BIO-454 Bio Computing

1. BIO-454Bio Computing Lecture 13: The R Language Reading Microarray Datasets in different ways Dr. Mohammad Nassef Computer Science Department Faculty of Computers and Information Cairo University

2. Outline • Revision of data frame • Revision of read.table and read.csv • Accessing datasets in offline mode • Example from XenaBrowser • Types of Geo Data • Different GEO Identifiers • Searching the GEO datasets • Accessing GEO datasets in online mode • Downloading and installing Bioconductor • Downloading and installing the GEOquery package • Using the getGEO function to download GEO data using GEO identifiers

3. Data Frames in R • A data frame is a list that contains multiple named vectors that are the same length. • Note that each row in the dataframe will get a default rowname. • Let’s construct a data frame with the win/loss results in the Football League in some year: teams <- c(“Ahly",“Ismaieli",“Enby",“Tarsana",“Zamalek") w <- c(92, 89, 94, 72, 59) l <- c(70, 73, 77, 90, 102)

4. Data Frames in R teams <- c(“Ahly",“Ismaieli",“Enby",“Tarsana",“Zamalek") w <- c(92, 89, 94, 72, 59) l <- c(70, 73, 77, 90, 102) df1 <- data.frame(teams,w,l) df1 teams w l 1 Ahly 92 70 2 Ismaieli 89 73 3 Enby 94 77 4 Tarsana 72 90 5 Zamalek 59 102

5. Data Frames in R • You can refer to the components of a data frame (or items in a list) by name using the $ operator: df1$w [1] 92 89 94 72 59

6. Data Frames in R • Let’s say you wanted to find the number of losses by Enby. • You can select a member of an array by using a vector of Boolean values to specify which item to return from a list: df1$teams==”Enby" [1] FALSE FALSE TRUE FALSE FALSE • Then you can use this vector to refer to the right element in the losses vector: df1$l[df1$teams==“Enby"] [1] 77

7. The read.table() and read.csv() functions • read.table() and read.csv() are the ‘workhorse functions’ of R!

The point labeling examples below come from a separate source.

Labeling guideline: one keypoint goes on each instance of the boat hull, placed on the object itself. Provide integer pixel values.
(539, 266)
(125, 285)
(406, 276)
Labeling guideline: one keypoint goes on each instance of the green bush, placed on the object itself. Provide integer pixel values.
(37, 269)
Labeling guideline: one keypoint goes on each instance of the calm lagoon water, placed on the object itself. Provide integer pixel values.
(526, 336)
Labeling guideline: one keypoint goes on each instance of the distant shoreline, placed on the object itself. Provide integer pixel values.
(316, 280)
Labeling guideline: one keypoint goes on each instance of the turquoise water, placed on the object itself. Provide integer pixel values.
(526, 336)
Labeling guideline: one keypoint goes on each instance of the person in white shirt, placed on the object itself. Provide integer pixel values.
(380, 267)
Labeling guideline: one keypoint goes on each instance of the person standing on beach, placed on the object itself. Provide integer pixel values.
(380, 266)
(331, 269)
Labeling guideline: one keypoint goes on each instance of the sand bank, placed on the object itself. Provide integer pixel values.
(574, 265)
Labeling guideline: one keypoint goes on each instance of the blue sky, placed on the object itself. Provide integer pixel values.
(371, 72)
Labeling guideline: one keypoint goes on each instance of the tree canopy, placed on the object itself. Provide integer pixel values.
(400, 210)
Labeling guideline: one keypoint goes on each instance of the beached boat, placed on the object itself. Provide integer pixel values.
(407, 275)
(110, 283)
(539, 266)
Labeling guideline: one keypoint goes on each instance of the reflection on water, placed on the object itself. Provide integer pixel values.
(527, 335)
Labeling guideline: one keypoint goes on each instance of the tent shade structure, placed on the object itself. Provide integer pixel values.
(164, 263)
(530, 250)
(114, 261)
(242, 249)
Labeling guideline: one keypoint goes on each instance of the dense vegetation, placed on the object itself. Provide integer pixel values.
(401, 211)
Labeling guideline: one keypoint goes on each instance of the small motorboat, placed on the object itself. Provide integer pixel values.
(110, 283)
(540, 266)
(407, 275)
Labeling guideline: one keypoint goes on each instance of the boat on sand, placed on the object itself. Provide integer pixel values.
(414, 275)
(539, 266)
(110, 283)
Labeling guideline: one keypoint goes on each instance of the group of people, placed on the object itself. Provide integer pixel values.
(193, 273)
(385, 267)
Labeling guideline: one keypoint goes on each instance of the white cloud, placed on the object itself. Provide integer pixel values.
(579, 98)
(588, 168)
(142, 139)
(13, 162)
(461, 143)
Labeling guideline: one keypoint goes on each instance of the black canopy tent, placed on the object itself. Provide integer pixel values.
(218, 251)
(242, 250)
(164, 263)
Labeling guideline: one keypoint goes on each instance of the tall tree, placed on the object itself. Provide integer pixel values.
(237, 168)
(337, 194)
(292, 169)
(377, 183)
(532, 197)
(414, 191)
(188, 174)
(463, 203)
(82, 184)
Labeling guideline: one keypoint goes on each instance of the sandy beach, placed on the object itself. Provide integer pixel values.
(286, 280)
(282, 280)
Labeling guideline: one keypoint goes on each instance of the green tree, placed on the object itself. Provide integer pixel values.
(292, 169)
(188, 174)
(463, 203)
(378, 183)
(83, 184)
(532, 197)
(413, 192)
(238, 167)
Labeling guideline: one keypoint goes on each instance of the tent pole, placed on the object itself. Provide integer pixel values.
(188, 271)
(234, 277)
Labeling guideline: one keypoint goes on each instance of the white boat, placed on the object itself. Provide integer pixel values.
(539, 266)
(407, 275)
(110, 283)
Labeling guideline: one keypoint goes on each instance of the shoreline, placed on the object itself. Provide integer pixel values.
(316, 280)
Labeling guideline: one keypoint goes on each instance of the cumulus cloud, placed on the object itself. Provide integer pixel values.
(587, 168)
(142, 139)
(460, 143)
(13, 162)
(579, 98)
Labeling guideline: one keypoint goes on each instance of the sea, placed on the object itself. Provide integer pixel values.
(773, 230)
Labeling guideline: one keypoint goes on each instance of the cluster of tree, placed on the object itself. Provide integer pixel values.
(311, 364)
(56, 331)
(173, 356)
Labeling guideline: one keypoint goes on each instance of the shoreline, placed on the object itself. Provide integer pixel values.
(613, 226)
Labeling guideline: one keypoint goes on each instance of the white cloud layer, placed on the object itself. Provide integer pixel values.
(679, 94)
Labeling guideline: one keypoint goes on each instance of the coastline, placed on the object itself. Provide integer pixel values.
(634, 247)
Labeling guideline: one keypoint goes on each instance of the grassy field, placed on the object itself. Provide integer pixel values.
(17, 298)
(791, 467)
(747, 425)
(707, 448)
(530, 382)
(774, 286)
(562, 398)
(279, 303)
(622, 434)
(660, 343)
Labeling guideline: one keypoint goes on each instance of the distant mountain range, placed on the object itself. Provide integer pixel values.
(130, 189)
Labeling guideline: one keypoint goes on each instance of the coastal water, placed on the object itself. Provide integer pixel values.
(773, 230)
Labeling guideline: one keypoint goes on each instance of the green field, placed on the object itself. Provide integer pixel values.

8. The read.table() function • read.table()function reads in text files and converts to a data frame. • It can be used for reading in external files. It works for any connection: • external hard drive • over the Internet • anywhere data can be accessed • read.table() is designed to read space-separated external text (ASCII) files with free-formatted data and to create a data frame • It will let you read in any type of delimited ASCII file. • It can read in both numeric and character values. • This is by far the easiest and most reliable method of entering data into R.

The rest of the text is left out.